Developers familiar with migrating legacy code to a new technology or platform may have used the strangler pattern before. Martin Fowler describes the strangler application as:
One of the natural wonders of this area are the huge strangler vines. They seed in the upper branches of a fig tree and gradually work their way down the tree until they root in the soil. Over many years they grow into fantastic and beautiful shapes, meanwhile strangling and killing the tree that was their host.
We will use this technique, but rather than replacing an outdated ORM layer or some other library, we will use it to drive significant architectural change over time.
Note: Your application may be considerable in size. When this is the case, apply this process to a smaller portion and keep iterating across the whole of the application. It is often a fool’s errand to try and take on a large-scale application all at once, as requirements and priorities change.
Step 1: Design your API from the outside-in
Too often, we get stuck focusing on the internal details of our solution: the various classes, database tables, and other components that make up our app. When migrating to an API-centric approach, we should start from the outside-in by considering how the world (i.e. our apps, partners, and public developers) needs to talk to our software. I cover this process in detail in my book and workshop.
The output of this process should be an OpenAPI definitions that capture each endpoint, including the request payload and response formats supported.
Step 2: Define clear interfaces through facades
Once your API is defined, we want to start integrating the definition into your code a little at a time. Start by defining a clear interface that the application will use – commonly a facade. Facades are used to define the interface to the application, wrapping the existing legacy code that we eventually want to modify or remove behind it.
Internally, it is still the same bunch of code that it has always been – no changes should occur here (yet). Externally to the code, it looks like a clean interface representing the ideal state of your design. By defining a clear interface upfront, we start to build boundaries around the areas where we will eventually need web APIs and microservices.
Unlike some legacy modernisation practices, our facade best serves us when we try to mimic the web design request and response payloads. This doesn’t mean that you need to pass JSON or XML inside your legacy app. Rather, do your best to provide a facade that accepts similarly structured input and output. The facade will have to do a little translation logic, but overall should serve as an adapter between your ideal API design and the internal legacy details. Ultimately, you will have one or more facades that look similar to your target API design, but operate within the same codebase.
Step 3: Decompose the facades into service objects
Now that we have facades that represents our API, the next step is to break each facade into smaller units of code that will represent our microservices. If you are not pursuing microservices at this time, then this step will still result in a more modular API.

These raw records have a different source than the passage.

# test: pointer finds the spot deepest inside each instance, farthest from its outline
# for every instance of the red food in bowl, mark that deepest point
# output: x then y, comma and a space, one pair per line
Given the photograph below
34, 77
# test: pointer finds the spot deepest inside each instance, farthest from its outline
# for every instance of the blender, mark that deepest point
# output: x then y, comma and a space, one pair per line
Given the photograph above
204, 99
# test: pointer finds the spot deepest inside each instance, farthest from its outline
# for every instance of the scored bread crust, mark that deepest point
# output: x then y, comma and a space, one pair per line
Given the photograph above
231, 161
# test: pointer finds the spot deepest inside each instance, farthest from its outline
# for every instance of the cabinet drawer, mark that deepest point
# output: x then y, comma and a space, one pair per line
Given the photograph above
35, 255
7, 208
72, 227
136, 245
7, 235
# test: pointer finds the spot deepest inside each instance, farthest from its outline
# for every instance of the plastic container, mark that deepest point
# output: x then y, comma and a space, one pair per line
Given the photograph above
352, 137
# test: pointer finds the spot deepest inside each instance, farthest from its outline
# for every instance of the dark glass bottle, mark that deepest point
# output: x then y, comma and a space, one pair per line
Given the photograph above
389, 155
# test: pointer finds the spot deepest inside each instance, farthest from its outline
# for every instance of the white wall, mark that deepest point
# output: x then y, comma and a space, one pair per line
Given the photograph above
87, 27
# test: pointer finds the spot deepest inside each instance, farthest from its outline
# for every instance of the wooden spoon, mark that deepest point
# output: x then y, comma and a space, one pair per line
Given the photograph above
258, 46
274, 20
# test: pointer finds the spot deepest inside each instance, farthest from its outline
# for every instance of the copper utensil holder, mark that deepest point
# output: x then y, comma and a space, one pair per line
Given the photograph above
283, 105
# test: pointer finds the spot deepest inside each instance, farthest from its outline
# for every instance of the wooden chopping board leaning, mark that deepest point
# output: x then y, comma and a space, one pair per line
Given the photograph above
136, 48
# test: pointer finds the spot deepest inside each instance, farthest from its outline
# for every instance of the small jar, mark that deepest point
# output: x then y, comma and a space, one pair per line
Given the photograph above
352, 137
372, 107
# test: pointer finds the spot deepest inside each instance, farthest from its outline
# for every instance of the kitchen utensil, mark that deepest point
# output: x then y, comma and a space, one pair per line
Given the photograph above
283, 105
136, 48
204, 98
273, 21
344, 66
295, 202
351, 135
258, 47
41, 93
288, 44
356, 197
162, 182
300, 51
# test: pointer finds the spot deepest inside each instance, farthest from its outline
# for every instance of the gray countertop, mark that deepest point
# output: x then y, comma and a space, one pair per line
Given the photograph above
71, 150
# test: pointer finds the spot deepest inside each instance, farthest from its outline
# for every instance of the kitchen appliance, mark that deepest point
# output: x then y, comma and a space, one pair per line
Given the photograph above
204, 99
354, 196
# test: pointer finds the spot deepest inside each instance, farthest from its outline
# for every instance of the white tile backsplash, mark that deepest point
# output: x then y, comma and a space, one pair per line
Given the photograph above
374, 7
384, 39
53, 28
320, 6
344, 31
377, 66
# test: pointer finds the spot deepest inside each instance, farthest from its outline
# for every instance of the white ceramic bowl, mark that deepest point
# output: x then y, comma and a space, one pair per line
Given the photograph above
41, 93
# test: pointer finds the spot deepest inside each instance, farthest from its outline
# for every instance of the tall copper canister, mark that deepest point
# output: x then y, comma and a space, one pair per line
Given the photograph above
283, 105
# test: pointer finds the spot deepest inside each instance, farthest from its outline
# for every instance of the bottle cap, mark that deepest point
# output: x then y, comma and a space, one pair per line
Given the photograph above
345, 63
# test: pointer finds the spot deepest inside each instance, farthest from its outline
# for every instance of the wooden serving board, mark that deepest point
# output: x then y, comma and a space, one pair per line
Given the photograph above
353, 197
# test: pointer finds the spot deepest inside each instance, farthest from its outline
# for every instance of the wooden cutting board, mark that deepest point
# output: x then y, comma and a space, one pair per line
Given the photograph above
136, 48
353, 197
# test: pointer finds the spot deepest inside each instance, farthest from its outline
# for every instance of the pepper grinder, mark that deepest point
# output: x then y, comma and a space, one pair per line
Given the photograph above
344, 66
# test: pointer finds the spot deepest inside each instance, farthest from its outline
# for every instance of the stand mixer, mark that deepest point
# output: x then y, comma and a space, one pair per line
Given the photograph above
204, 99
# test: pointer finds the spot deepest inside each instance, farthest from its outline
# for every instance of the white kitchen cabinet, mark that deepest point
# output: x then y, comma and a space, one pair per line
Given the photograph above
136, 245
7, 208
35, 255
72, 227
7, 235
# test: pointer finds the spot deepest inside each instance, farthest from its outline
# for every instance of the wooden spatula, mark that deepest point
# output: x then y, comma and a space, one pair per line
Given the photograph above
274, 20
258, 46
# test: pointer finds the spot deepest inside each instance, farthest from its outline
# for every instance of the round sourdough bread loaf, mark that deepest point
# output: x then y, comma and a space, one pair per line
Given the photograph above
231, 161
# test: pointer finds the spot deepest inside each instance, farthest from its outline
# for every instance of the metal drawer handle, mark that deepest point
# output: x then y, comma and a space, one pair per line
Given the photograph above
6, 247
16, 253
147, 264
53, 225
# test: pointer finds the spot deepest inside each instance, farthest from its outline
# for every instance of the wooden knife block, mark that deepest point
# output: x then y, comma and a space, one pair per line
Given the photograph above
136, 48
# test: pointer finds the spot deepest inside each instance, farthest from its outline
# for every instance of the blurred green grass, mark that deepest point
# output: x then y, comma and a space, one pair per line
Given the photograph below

To decompose the facades, examine each method/function that represents an equivalent API endpoint. Look for complex concerns that would benefit from being separated into microservices (or modules). For each one, define a service object that will represent the service interface, then migrate the related code to the service object.
After you complete this step, you will have facades that hide the details of one or more service objects, each of which decompose the legacy application into smaller, bounded concerns. Yet, we have still not moved to APIs or microservices – this is the next step.
Step 4: Migrate your facades to web APIs
You have decomposed your application into smaller, more manageable modules that represent your target API design. The next step is to break out the code behind your facades into your desired web APIs. The legacy code will become a consumer of the API by changing each facade to call the API rather than calling the legacy code. The client code within the facade is responsible for catching errors, such as API token expiration, network failures, and other problems often encountered in production environments.
When moving to web APIs, it is important to install an API gateway to provision API tokens for your legacy app, enforce security, support scaling of backend resources, and for generating log and analytics essential to managing your API properly.
Step 5: Migrate your service objects to microservices
If you are choosing to move to a microservices, then your web APIs will act as a facade to your microservices (just over HTTP rather than in-process). Each service object should be separated from the legacy code, much like the previous step separated the facades. Each service should be instrumented to track call chains, capture logs for troubleshooting, and other disciplines necessary for a microservice architecture.
I have encountered some teams that have not heeded this advice. The result is two parallel initiatives, where legacy systems continue to evolve while other teams are attempting to build out web APIs that represent the state of the legacy application from months (or years) ago. The modernization process never catches up and the legacy code is never able to be sunset and eventually shutdown.
Instead, find ways to creatively strangle the legacy code into management facades and service objects, migrate them to a web API, and perhaps decompose them further into microservices as desired. The result should be a modular, API-centric architecture that supports operations today and begins to open new opportunities for innovation on top of a well-design API.